The band as a whole is still rocking out, with Bono’s ageless voice and Edge’s sharp guitar skills, but there isn’t anything new to discover. The songs are melodic and follow the standard pop rock formula. There is no discernible classic. At times, it felt conceptual, like they were finished developing the thought.
U2 tries punk on for size in the first track “The Miracle (of Joey Ramone).” The heavier guitar sound and some na-na-nana chanting in the bridge section is a clear tribute to The Ramones. It’s about finding that one song that speaks to you and becomes the soundtrack to your life. This is the best song on the album.
The songs that follow are the same sounding pop rock songs that made them popular with the 1987 album Joshua Tree and carried them through the 1990’s with Achtung Baby.
Each song leads with long instrumental intros to warm you up before getting to the meat of the song.

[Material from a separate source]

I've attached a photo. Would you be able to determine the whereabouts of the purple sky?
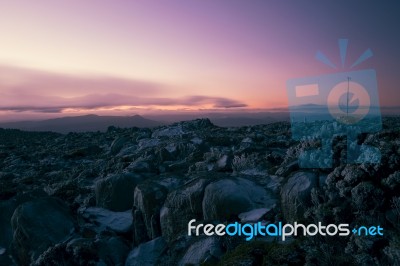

There is the bass and drum heavy intro in “Volcano,” the bluesy singing on “The Troubles” or the sounds of seagulls calling out on “This Is Where You Can Reach Me Now.” With the number of producers they worked with, including Danger Mouse and Ryan Tedder, you’d think there would be some stylistic variations.
Listening to this album is like reading someone’s diary, sometimes endearing with the albums fourth track “Song for Someone,” about first love and sometimes incoherent with the seventh “Raised By Wolves.”